Multi-GPU & stream management.

Hello everyone,

I have 4 kernels, two working on the first device (AA,BB) and two on the second device (CC,DD). I would like to have F3_1 from the last iteration copied on the second device (in F3_2), but i also want to be sure that BB will not start until the copy is finished. Right now i am not able to have the two device working in parrallel but in can’t enforce my two conditions.

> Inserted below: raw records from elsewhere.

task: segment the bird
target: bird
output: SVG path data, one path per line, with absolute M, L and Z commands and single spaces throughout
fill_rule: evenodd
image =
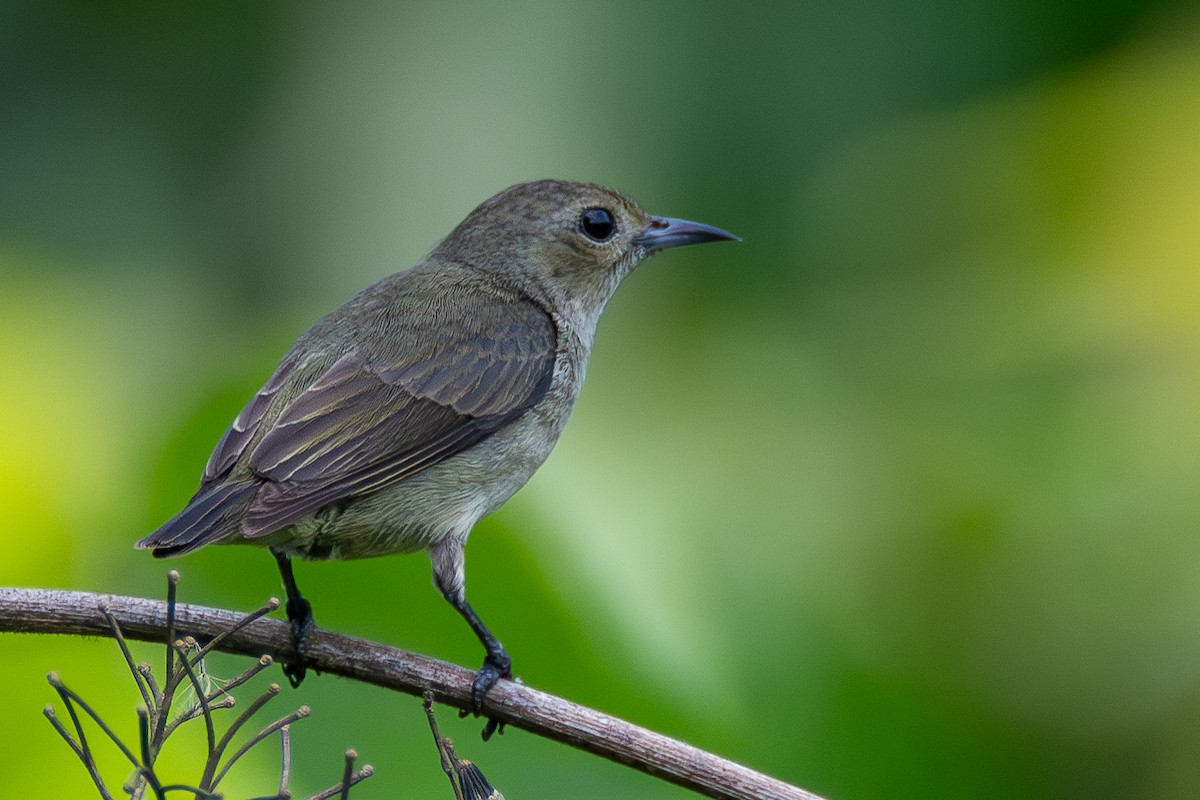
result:
M 621 280 L 654 253 L 721 240 L 740 241 L 597 184 L 499 192 L 414 266 L 302 333 L 217 442 L 195 495 L 136 546 L 156 557 L 267 548 L 287 596 L 293 686 L 315 622 L 292 560 L 425 550 L 486 653 L 479 715 L 512 660 L 467 602 L 471 528 L 550 454 Z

I hope this makes sense, your help is really apreciated

I hope this makes sense.

Here is my code (simplified):

cudaSetDevice(0);
cudaStream_t s0;
cudaStreamCreate(&s0);

cudaSetDevice(1);
cudaStream_t s1;
cudaStreamCreate(&s1);

//First iteration 
cudaSetDevice(0);
AA<<<block,threads,0,s0>>>(F1,F2);
BB<<<block,threads,0,s0>>>(F2,F3_1); 
DD<<<block,threads,0,s1>>>(F4,F5);

//Other iterations
for(int t=1;t<T;t++)
{
	cudaSetDevice(0);
	AA<<<block,threads,0,s0>>>(F1,F2);
	BB<<<block,threads,0,s0>>>(F2,F3_1); 

	cudaSetDevice(1);
	cudaMemcpyPeerAsync(F3_2,1,F3_1,0,sizeF3,s1);

	CC<<<block,threads,0,s1>>>(F4,F3_2);
	DD<<<block,threads,0,s1>>>(F4,F5);
}

Robin

What about using events?

For example, in

cudaStream_t streamA, streamB; 
cudaEvent_t eventA, eventB; 
 
cudaSetDevice( 0 ); 
cudaStreamCreate( &streamA ); // streamA and eventA belong to device-0 
cudaEventCreaet( &eventA ); 
 
cudaSetDevice( 1 ); 
cudaStreamCreate( &streamB ); // streamB and eventB belong to device-1 
cudaEventCreate( &eventB ); 
 
kernel<<<..., streamB>>>(...); 
cudaEventRecord( eventB, streamB ); 
 
cudaSetDevice( 0 ); 
cudaEventSynchronize( eventB ); 
kernel<<<..., streamA>>>(...);

device 0 will not start executing the kernel until device 1 finishes its kernel.

Thank you for your answer. I didn’t know it was possible to associate a event with a device. I kind of see how i could use that to do what I want.